Technical expertise or becoming qualified as a subject matter expert can lead to promotion. It might not take you to the very top but becoming, for example, a Chartered Financial Analyst, Qualified Actuary or Chartered Accountant will set you apart as having applied yourself in your chosen profession.
But those who go further are likely to step into the breach. These are people who want to do a good job and who care about their organisation to such an extent that they see a genuine opportunity to make improvements or drive change for the benefit of the greater good – not just to feather their own nest. For example, I recently met someone who had challenged their Executive Team to address mental health issues across the entire organisation. There’s no doubt that this person is a leader which hopefully illustrates the point that you don’t need to have a title to be a leader.
Others that we’ve met have reached leadership positions through frustration – taking responsibility for doing things that weren’t happening and, as a result, eventually becoming more involved in the strategic direction of their firm.
And then there are those who enjoy being part of a team; they relish the collective aspect of playing to win and over time, they emerge as the leader of the team. You must of course be prepared to lead but according to the feedback we’ve gleaned, the motivation for becoming a leader should be driven by sacrifice and service rather than self-interest.

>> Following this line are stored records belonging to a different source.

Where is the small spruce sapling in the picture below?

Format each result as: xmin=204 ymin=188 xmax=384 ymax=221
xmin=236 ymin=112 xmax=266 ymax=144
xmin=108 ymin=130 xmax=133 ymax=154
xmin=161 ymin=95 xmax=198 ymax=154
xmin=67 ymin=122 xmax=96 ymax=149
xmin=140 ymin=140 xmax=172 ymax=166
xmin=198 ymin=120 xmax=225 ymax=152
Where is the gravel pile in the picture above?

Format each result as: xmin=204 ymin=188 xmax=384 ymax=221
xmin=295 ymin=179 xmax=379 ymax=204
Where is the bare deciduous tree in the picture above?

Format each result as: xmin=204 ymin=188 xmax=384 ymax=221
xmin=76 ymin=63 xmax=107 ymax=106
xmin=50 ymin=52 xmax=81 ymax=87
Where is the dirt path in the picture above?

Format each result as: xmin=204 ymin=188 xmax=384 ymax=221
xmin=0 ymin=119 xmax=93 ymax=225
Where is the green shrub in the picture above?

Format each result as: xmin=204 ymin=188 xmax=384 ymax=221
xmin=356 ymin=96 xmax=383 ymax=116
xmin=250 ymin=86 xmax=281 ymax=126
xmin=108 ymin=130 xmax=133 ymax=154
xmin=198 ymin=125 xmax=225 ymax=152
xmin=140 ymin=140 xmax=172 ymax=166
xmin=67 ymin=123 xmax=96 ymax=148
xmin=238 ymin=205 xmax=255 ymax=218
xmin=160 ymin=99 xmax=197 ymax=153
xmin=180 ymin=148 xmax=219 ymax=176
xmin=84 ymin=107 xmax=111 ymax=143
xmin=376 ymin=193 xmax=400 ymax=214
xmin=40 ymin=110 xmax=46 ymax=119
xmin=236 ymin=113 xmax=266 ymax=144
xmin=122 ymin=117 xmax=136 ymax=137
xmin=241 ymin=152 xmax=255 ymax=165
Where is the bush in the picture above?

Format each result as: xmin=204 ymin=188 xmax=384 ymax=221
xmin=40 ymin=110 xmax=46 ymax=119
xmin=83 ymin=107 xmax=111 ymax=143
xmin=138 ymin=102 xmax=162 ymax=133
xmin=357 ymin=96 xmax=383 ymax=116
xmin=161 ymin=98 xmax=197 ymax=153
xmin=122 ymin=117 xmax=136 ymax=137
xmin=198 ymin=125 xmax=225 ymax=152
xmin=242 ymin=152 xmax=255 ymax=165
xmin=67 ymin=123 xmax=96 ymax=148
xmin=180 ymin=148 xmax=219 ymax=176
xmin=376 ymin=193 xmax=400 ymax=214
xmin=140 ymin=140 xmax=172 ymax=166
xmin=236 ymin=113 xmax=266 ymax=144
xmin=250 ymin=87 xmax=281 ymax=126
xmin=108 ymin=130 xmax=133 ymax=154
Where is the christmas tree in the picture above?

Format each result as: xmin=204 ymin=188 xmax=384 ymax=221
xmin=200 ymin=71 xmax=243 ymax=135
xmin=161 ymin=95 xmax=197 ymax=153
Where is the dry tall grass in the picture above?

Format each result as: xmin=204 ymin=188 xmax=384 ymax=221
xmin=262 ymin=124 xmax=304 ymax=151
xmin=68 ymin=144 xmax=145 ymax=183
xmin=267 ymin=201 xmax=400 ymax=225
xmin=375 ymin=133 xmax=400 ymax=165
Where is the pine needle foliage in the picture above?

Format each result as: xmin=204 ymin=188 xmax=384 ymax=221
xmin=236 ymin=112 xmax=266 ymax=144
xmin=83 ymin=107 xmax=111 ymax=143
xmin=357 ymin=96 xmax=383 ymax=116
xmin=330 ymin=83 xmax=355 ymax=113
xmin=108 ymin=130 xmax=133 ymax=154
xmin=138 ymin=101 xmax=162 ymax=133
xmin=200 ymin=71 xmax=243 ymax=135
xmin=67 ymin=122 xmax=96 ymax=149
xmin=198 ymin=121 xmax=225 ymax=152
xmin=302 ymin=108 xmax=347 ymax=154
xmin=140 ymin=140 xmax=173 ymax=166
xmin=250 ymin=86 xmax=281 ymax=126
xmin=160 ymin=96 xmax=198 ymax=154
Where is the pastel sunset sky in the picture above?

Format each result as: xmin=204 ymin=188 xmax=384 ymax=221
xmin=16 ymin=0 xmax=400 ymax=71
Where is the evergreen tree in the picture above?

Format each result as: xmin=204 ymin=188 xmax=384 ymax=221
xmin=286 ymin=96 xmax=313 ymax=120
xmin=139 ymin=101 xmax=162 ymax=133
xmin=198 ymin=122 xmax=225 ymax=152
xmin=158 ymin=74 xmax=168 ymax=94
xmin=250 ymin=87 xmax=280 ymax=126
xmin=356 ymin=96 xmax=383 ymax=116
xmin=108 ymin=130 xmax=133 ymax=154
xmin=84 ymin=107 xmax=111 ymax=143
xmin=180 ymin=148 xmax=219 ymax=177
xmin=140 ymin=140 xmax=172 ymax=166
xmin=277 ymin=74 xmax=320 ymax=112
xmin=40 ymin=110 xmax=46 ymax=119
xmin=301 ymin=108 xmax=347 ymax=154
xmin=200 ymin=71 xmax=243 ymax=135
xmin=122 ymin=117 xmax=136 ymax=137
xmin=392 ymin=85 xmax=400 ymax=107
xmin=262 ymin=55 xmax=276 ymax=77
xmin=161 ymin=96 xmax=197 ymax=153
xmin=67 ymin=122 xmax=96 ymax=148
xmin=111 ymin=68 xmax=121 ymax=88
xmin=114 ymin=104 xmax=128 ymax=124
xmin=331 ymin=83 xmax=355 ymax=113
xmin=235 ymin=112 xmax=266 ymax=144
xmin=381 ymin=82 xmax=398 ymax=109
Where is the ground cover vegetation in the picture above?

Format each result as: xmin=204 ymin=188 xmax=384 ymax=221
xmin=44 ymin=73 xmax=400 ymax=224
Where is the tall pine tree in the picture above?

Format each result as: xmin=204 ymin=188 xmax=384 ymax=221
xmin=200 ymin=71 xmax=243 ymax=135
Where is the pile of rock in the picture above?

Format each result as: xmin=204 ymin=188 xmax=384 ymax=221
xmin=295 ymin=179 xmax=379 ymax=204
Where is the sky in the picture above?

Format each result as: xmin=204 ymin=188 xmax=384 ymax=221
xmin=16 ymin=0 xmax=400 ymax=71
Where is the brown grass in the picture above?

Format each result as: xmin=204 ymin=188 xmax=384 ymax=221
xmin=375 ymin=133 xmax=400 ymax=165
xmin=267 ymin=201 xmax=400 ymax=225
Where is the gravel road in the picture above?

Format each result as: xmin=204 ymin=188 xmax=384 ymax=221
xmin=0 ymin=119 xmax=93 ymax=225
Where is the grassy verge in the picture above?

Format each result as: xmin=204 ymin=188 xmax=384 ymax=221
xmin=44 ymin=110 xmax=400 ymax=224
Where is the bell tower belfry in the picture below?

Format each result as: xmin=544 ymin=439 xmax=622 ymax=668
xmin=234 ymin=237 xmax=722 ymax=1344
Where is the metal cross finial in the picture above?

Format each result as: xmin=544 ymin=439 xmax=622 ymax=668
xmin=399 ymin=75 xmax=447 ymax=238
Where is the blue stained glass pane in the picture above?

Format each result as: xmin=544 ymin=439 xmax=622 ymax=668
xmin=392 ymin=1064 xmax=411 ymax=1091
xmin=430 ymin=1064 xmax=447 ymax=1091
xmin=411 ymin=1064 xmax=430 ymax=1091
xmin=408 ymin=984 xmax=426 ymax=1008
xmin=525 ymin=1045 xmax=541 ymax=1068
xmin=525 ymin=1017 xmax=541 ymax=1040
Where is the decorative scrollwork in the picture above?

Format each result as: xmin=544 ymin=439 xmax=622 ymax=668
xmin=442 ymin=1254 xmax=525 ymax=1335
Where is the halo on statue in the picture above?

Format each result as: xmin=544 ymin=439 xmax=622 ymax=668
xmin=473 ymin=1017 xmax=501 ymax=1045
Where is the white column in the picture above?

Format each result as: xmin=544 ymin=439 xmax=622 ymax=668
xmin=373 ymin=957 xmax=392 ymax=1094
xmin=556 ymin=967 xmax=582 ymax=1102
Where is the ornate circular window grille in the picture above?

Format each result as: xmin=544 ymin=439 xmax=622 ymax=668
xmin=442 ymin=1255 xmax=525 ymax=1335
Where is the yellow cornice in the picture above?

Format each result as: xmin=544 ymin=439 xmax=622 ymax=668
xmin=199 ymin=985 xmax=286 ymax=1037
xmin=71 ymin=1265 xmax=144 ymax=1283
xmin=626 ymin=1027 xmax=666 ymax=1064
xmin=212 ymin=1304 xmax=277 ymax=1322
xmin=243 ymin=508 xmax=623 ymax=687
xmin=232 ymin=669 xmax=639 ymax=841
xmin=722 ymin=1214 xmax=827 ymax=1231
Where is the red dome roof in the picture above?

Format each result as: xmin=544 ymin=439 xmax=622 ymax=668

Of course, we will all know of leaders who have stabbed others in the back to get to the top, but there’s a high probability that they will eventually fall on their own sword – or at least that’s what we secretly hope!
There are occasions when others will regard you as a leader before you see or acknowledge those qualities in yourself. This is an endearing attribute that will hopefully lead you to the dawning realisation that you are no longer the follower you thought you were.